AIは、私たちの生活を便利にする新しい技術です。しかし、この便利なAIを、世界中の誰もが同じように使えるわけではありません。研究によると、ChatGPTのようなAIは英語ではとても上手に答えます。でも、英語以外の言葉では、うまく答えられないことが多いです。たとえば、タミル語で「メールを書いて」とAIに頼むと、間違いだらけの英語の文が出てくることがあります。これでは役に立ちません。その結果、世界の多くの人たちは、バランスの悪い、あまり信じられないAIを使うしかありません。AIを作る大きな会社は、多くの人の必要とすることを後回しにしているように見えます。
どうしてこのような言葉の問題が起きるのでしょうか。AIは、インターネットにあるたくさんのテキストを読んで勉強します。インターネットの情報は、英語がとても多いです。しかし、他の言葉は、学習するためのデータが足りません。

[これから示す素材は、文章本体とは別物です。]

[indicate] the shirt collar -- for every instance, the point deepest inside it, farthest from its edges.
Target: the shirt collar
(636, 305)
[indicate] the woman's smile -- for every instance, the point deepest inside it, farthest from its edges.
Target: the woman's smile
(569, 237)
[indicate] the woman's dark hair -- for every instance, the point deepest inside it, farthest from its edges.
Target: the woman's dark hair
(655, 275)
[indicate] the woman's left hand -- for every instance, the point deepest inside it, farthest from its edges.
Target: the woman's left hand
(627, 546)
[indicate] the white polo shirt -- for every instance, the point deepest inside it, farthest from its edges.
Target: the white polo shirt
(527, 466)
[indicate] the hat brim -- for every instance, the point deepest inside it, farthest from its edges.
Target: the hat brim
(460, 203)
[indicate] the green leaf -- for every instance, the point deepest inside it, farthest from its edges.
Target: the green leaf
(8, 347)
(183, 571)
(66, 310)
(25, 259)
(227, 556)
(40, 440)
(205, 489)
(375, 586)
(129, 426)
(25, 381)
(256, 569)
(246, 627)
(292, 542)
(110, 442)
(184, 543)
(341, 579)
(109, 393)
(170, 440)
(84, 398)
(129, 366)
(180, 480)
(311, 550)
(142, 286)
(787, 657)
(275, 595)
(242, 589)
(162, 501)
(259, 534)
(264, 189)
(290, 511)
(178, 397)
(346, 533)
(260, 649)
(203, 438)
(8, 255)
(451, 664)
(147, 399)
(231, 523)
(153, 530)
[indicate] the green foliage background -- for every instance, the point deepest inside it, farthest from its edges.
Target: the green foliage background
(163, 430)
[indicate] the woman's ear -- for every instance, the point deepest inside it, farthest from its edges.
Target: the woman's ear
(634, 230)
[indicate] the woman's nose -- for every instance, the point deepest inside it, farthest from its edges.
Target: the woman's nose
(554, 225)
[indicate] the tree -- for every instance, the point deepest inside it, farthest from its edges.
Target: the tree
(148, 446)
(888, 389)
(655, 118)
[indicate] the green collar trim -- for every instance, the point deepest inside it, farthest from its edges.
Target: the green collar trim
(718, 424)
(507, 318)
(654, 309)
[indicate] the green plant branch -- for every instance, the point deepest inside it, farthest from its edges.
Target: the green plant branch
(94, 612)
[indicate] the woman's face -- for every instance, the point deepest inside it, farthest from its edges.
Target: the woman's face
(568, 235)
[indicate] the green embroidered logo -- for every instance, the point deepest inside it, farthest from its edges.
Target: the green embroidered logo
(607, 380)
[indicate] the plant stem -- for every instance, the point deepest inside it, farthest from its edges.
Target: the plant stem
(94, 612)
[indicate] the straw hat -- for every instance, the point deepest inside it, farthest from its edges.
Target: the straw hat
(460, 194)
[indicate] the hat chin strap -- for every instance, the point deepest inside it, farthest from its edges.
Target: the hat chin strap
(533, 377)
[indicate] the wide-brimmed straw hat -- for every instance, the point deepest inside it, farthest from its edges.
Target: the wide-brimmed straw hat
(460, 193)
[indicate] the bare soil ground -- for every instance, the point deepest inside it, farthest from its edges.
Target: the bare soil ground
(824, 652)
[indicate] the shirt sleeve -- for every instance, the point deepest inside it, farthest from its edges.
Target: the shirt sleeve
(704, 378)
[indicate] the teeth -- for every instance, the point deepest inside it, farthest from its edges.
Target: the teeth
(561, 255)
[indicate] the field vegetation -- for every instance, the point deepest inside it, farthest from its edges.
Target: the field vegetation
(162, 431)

このような言葉を「低資源言語」と呼びます。AIの会社はアメリカなどの国に集まっていて、そこで集めやすい英語のデータを中心にAIを開発します。そのせいで、スワヒリ語やクルド語のように何百万人もの人が話す言葉でも、後回しにされてきました。その結果、英語を話さない人たちは、AIの技術が進んでも、そのメリットを受けることができずにいます。
この問題の影響は、経済や便利さだけではありません。文化にも大きな影響を与えます。AIが出す答えは、英語を話す国の人たちの考え方や価値観を強く反映します。他の国の言葉のデータが少ないと、その国の大切な文化や考え方がAIから消えてしまうかもしれません。また、この問題を直そうとして、インターネットからデータを集めることにも危険があります。インターネットには、機械翻訳による間違いがたくさんあるからです。AIがその間違ったデータを学習すると、もっとひどい答えを出すようになってしまいます。「早く動いて、物事を壊せ」という言葉がテクノロジー業界にはありますが、この考え方が問題を大きくしているかもしれません。

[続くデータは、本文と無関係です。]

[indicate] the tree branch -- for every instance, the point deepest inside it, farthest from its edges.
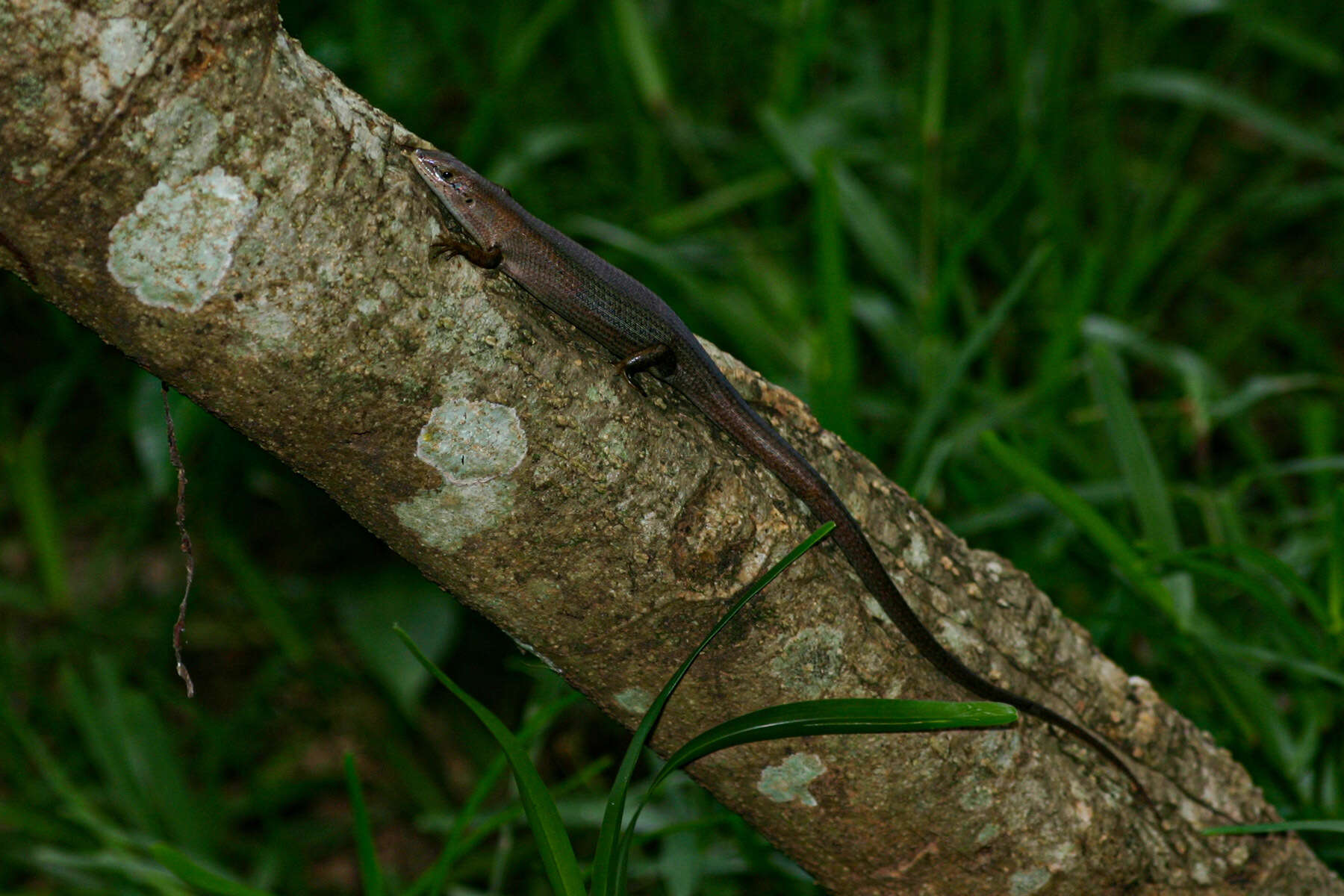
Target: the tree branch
(214, 203)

この問題を解決するために、できることはあります。一番大切なのは、AIを開発する会社が、今まであまり見てこなかった国や地域の人たちと一緒に歩むことです。大きな会社は、データの少ない言葉を話すコミュニティと協力し、この不公平をなくす必要があります。AIを作るときにいろいろな国の人の意見を聞き、AIの答えが正しくて信頼できるか確認しなければなりません。また、それぞれの地域でAIを開発しているリーダーたちと力を合わせることもできます。このような文化を大切にするアプローチによって、AIは一部の人だけでなく、世界中の人たちの役に立つツールになるはずです。